Which brings us back to this horse race analogy. With a horse race, or series of races, the coverage might affect the betting odds, but it would have no measurable effect on the outcome of the race. That's because, in the end, all the horses get out on the same track and run the full distance against each other. Sure some get weeded out of the competition between the individual races, but no one is projecting the winner of fall races based on the first and second race of the winter or spring.

Now the question becomes, why do horse races get better coverage than important political races. Not more attention. There's plenty of pundit manure out there to shovel through. We're talking better quality.

Here we are heading into South Carolina and the media have buried Edwards in some ditch outside Manchester. There's plenty of talk. But it generally ignores the full field and what the field has to offer.

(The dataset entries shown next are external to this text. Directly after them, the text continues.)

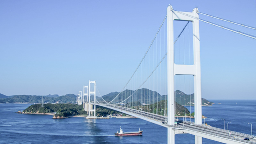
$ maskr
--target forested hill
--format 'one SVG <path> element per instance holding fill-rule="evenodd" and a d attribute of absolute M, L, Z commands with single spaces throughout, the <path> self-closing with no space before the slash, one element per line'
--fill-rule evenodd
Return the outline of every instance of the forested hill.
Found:
<path fill-rule="evenodd" d="M 119 92 L 111 92 L 108 94 L 102 96 L 104 100 L 107 101 L 110 101 L 116 97 Z M 141 89 L 138 90 L 137 92 L 134 91 L 129 90 L 126 90 L 122 92 L 120 94 L 121 95 L 123 96 L 125 98 L 133 94 L 134 97 L 138 97 L 139 96 L 141 101 L 147 101 L 147 100 L 149 100 L 149 103 L 153 103 L 156 101 L 159 101 L 164 100 L 167 100 L 166 95 L 161 95 L 156 92 L 151 91 L 147 89 Z M 178 104 L 182 105 L 189 106 L 190 105 L 190 100 L 191 100 L 191 105 L 194 105 L 194 94 L 185 94 L 184 92 L 180 91 L 177 90 L 174 93 L 174 94 L 176 97 L 176 101 Z M 152 98 L 154 97 L 155 99 Z M 185 104 L 186 99 L 186 104 Z M 103 100 L 101 98 L 99 98 L 97 100 L 99 101 L 102 101 Z M 205 99 L 202 98 L 202 106 L 212 105 L 213 103 L 212 102 L 209 101 Z"/>

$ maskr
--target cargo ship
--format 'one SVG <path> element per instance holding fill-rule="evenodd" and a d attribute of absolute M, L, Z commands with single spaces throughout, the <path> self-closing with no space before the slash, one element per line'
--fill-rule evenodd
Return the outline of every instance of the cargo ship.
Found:
<path fill-rule="evenodd" d="M 139 131 L 138 132 L 124 132 L 123 130 L 121 129 L 121 127 L 120 127 L 120 130 L 117 131 L 116 133 L 115 134 L 116 136 L 130 136 L 133 135 L 142 135 L 142 132 L 143 131 L 140 131 L 140 128 L 139 128 Z"/>

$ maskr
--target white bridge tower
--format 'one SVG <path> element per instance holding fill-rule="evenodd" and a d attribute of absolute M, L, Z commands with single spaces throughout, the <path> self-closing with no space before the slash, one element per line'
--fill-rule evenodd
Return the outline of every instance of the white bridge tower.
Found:
<path fill-rule="evenodd" d="M 202 96 L 200 62 L 200 39 L 198 9 L 192 12 L 175 11 L 170 5 L 167 8 L 168 124 L 174 125 L 175 121 L 174 76 L 176 75 L 194 76 L 195 100 L 195 123 L 202 124 Z M 195 19 L 194 18 L 196 18 Z M 193 28 L 193 65 L 176 64 L 174 62 L 173 21 L 192 22 Z M 168 128 L 168 143 L 175 143 L 175 131 Z M 202 138 L 195 136 L 195 144 L 202 143 Z"/>
<path fill-rule="evenodd" d="M 91 91 L 91 84 L 93 84 L 94 85 L 93 90 Z M 92 101 L 91 100 L 91 95 L 94 96 L 94 100 Z M 96 81 L 89 81 L 89 93 L 87 97 L 87 100 L 89 103 L 88 107 L 88 116 L 86 117 L 87 119 L 96 119 L 97 118 L 96 117 L 96 106 L 95 105 L 92 105 L 90 104 L 91 102 L 95 103 L 96 101 Z M 94 116 L 92 116 L 92 113 L 94 114 Z M 91 115 L 92 116 L 91 116 Z"/>

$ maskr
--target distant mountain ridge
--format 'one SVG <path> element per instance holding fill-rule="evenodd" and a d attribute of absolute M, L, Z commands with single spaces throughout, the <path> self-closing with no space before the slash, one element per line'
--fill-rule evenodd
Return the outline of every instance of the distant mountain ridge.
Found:
<path fill-rule="evenodd" d="M 51 95 L 50 96 L 51 97 L 47 96 L 43 96 L 44 103 L 76 103 L 76 96 L 74 94 L 67 94 L 60 96 L 59 96 L 57 95 Z M 25 95 L 13 95 L 11 97 L 7 97 L 7 98 L 0 99 L 0 103 L 18 102 L 41 103 L 42 101 L 42 96 Z"/>
<path fill-rule="evenodd" d="M 102 97 L 105 100 L 109 102 L 115 98 L 119 93 L 119 92 L 111 92 L 102 96 Z M 126 90 L 121 92 L 120 94 L 123 96 L 124 98 L 126 98 L 132 94 L 134 95 L 134 97 L 139 97 L 139 97 L 140 99 L 140 101 L 146 102 L 148 101 L 149 103 L 151 104 L 163 100 L 167 100 L 167 95 L 161 95 L 156 92 L 145 88 L 139 89 L 136 92 L 132 90 Z M 182 106 L 190 106 L 191 100 L 191 105 L 194 105 L 194 93 L 191 94 L 185 94 L 184 92 L 181 91 L 177 90 L 174 92 L 174 95 L 176 97 L 175 101 L 179 104 Z M 155 98 L 155 99 L 152 98 Z M 186 100 L 185 100 L 185 99 L 186 99 Z M 97 100 L 99 101 L 103 100 L 102 99 L 100 98 L 99 98 L 99 99 L 97 99 Z M 117 100 L 118 102 L 121 102 L 118 101 L 118 100 Z M 136 100 L 134 100 L 133 101 L 136 101 Z M 185 104 L 185 101 L 186 101 L 186 104 Z M 202 99 L 202 106 L 210 106 L 212 105 L 214 103 L 203 98 Z"/>
<path fill-rule="evenodd" d="M 0 99 L 1 98 L 8 98 L 8 97 L 4 95 L 4 94 L 3 94 L 2 93 L 0 93 Z"/>
<path fill-rule="evenodd" d="M 119 92 L 110 92 L 102 96 L 102 98 L 107 101 L 110 101 L 115 98 L 119 93 Z M 136 92 L 132 90 L 126 90 L 121 92 L 120 94 L 123 96 L 125 98 L 126 98 L 132 94 L 135 97 L 137 97 L 140 98 L 139 101 L 142 102 L 142 103 L 148 101 L 149 103 L 146 103 L 146 104 L 153 104 L 161 100 L 167 100 L 167 95 L 161 95 L 156 92 L 145 88 L 138 90 Z M 175 92 L 174 94 L 176 96 L 175 101 L 179 104 L 182 106 L 190 106 L 190 104 L 191 106 L 194 105 L 194 93 L 187 94 L 180 91 L 177 90 Z M 1 96 L 3 97 L 0 97 L 0 103 L 18 102 L 41 103 L 42 102 L 42 96 L 23 95 L 8 97 L 1 94 L 0 95 L 0 96 Z M 67 94 L 60 96 L 57 94 L 53 95 L 49 94 L 47 96 L 44 96 L 44 102 L 45 103 L 76 103 L 76 95 L 72 94 Z M 94 99 L 93 97 L 91 96 L 91 100 L 93 100 Z M 85 98 L 85 99 L 87 99 L 87 97 Z M 99 102 L 103 101 L 101 98 L 97 96 L 96 99 Z M 134 99 L 132 102 L 138 101 L 138 100 L 135 100 Z M 117 102 L 121 101 L 117 101 Z M 129 101 L 129 102 L 131 102 L 131 101 Z M 210 106 L 212 105 L 213 103 L 212 102 L 209 101 L 203 98 L 202 99 L 202 106 Z"/>

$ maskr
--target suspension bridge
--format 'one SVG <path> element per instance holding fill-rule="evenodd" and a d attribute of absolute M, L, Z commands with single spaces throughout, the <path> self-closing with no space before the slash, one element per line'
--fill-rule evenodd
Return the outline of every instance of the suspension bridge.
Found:
<path fill-rule="evenodd" d="M 98 105 L 167 128 L 168 144 L 175 143 L 176 134 L 185 133 L 195 135 L 196 144 L 202 143 L 202 138 L 226 143 L 256 144 L 252 133 L 229 131 L 228 125 L 228 129 L 225 130 L 202 124 L 199 22 L 250 38 L 256 39 L 256 36 L 200 19 L 199 14 L 256 30 L 201 12 L 197 8 L 186 12 L 175 10 L 169 6 L 152 42 L 120 92 L 108 98 L 100 96 L 97 99 L 95 81 L 89 81 L 88 86 L 84 86 L 83 92 L 79 92 L 77 103 L 84 104 L 88 112 L 87 118 L 96 118 Z M 180 94 L 184 95 L 184 99 L 176 95 L 177 90 L 184 92 Z M 112 99 L 106 99 L 109 98 Z M 186 106 L 182 113 L 177 111 L 178 100 Z M 186 118 L 183 121 L 177 118 L 181 116 L 191 117 L 190 113 L 186 113 L 186 107 L 191 112 L 191 106 L 194 107 L 194 122 Z"/>

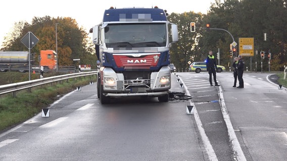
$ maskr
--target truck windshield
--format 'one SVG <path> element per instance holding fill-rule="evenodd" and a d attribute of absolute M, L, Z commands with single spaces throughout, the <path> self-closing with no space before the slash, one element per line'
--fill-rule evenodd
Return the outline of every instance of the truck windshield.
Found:
<path fill-rule="evenodd" d="M 111 24 L 105 28 L 107 47 L 152 47 L 166 45 L 165 23 Z"/>

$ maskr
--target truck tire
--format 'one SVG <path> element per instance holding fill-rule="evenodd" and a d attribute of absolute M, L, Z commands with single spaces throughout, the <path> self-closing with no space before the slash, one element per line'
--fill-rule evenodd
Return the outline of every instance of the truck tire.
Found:
<path fill-rule="evenodd" d="M 101 84 L 100 84 L 101 87 L 100 94 L 100 100 L 101 100 L 101 103 L 102 103 L 102 104 L 108 104 L 110 102 L 110 98 L 109 98 L 109 97 L 107 97 L 104 95 L 103 93 L 104 89 L 103 86 L 102 86 Z"/>
<path fill-rule="evenodd" d="M 168 95 L 160 96 L 158 98 L 159 101 L 160 102 L 166 102 L 168 101 Z"/>

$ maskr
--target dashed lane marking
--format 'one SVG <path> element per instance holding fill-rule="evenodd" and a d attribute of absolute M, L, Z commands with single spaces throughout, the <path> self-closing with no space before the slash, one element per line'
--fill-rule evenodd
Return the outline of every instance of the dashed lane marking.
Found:
<path fill-rule="evenodd" d="M 60 123 L 64 121 L 68 117 L 60 117 L 51 122 L 49 122 L 46 124 L 43 124 L 40 126 L 40 127 L 51 127 L 59 124 Z"/>
<path fill-rule="evenodd" d="M 15 141 L 17 141 L 19 139 L 7 139 L 3 141 L 0 142 L 0 148 L 5 145 L 7 145 L 8 144 L 12 143 Z"/>

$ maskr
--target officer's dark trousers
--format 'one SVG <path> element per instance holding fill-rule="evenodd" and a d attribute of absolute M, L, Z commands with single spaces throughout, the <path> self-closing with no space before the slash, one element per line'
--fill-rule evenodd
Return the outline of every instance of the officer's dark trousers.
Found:
<path fill-rule="evenodd" d="M 234 70 L 233 71 L 233 76 L 234 76 L 234 87 L 236 87 L 236 84 L 237 83 L 237 70 Z"/>
<path fill-rule="evenodd" d="M 243 76 L 243 70 L 238 70 L 237 74 L 238 81 L 239 82 L 239 87 L 244 87 L 244 83 L 243 82 L 243 78 L 242 78 L 242 77 Z"/>
<path fill-rule="evenodd" d="M 212 85 L 212 79 L 211 78 L 212 74 L 213 74 L 214 84 L 215 84 L 215 85 L 217 85 L 217 82 L 216 81 L 216 71 L 215 71 L 215 69 L 210 68 L 209 70 L 208 70 L 208 73 L 209 74 L 209 82 L 210 83 L 210 85 Z"/>

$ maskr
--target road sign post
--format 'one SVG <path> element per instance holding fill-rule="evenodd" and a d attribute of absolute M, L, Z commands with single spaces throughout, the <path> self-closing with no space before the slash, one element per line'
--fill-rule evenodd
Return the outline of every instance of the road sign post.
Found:
<path fill-rule="evenodd" d="M 29 80 L 31 80 L 31 49 L 39 41 L 39 39 L 31 31 L 29 31 L 21 39 L 21 42 L 29 49 Z"/>

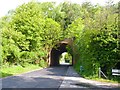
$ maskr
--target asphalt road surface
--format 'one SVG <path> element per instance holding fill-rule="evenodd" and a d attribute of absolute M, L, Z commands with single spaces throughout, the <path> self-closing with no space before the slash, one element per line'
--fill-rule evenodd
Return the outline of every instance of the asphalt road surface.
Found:
<path fill-rule="evenodd" d="M 3 78 L 0 79 L 1 81 L 2 85 L 0 86 L 2 88 L 14 89 L 48 88 L 51 90 L 51 88 L 56 88 L 57 90 L 63 90 L 63 88 L 66 88 L 67 90 L 73 90 L 74 88 L 75 90 L 79 90 L 87 88 L 90 90 L 94 88 L 95 90 L 120 90 L 120 84 L 103 83 L 82 78 L 69 65 L 35 70 L 21 75 Z"/>
<path fill-rule="evenodd" d="M 2 79 L 2 88 L 59 88 L 68 66 L 57 66 Z"/>

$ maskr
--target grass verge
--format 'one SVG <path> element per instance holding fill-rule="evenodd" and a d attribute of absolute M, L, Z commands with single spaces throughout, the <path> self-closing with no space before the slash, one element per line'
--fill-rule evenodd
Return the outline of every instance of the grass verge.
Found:
<path fill-rule="evenodd" d="M 40 67 L 39 65 L 33 65 L 33 64 L 28 64 L 25 67 L 15 66 L 15 65 L 10 66 L 10 67 L 3 67 L 0 70 L 0 72 L 1 72 L 0 78 L 18 75 L 18 74 L 22 74 L 22 73 L 36 70 L 36 69 L 42 69 L 42 67 Z"/>

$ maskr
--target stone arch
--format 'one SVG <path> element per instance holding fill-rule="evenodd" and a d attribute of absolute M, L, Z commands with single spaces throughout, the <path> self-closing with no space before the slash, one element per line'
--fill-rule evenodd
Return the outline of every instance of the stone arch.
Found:
<path fill-rule="evenodd" d="M 59 57 L 63 52 L 67 52 L 66 47 L 70 46 L 73 50 L 73 40 L 65 39 L 58 44 L 56 44 L 50 51 L 49 57 L 49 65 L 50 66 L 58 66 L 59 65 Z M 72 56 L 72 65 L 74 64 L 73 55 Z"/>

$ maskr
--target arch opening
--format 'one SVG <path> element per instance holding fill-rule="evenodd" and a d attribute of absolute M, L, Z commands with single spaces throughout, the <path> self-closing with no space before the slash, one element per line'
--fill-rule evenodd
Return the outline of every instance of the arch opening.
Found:
<path fill-rule="evenodd" d="M 61 60 L 61 56 L 63 53 L 65 53 L 65 52 L 68 53 L 67 46 L 68 46 L 67 43 L 59 43 L 54 48 L 52 48 L 51 53 L 50 53 L 50 66 L 63 65 L 60 60 Z M 71 65 L 73 65 L 72 55 L 71 55 L 71 59 L 72 59 Z M 66 63 L 66 65 L 67 65 L 67 63 Z"/>

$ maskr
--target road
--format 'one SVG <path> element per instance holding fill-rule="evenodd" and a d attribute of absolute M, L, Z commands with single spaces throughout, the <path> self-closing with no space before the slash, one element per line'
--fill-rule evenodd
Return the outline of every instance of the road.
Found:
<path fill-rule="evenodd" d="M 68 66 L 50 67 L 2 79 L 2 88 L 59 88 Z"/>
<path fill-rule="evenodd" d="M 112 88 L 80 77 L 71 66 L 57 66 L 3 78 L 2 88 Z M 113 88 L 116 85 L 113 85 Z M 117 87 L 117 89 L 120 89 Z M 4 90 L 4 89 L 3 89 Z M 102 89 L 101 89 L 102 90 Z"/>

Pundits are so busy trying to show us how smart they are about predicting outcomes of events 10 months from now, that they don't give us the important information about picking the winners in the primaries.

Take just one issue. Can most potential voters out there quickly say, based on recent discussion, the basic differences between the major candidate's proposed health care fixes? What their strategies would be for getting them established; what it would cost each of us to pay for health insurance for ourselves or our family; and how much health care bang we'd get for our bucks.

Probably not.

Less than two weeks after South Carolina we have Super Tuesday, which will likely render most other primaries irrelevant.

Makes you want to jump on the collective backs of all those savvy political pundits and shout: Giddy-the hell-up."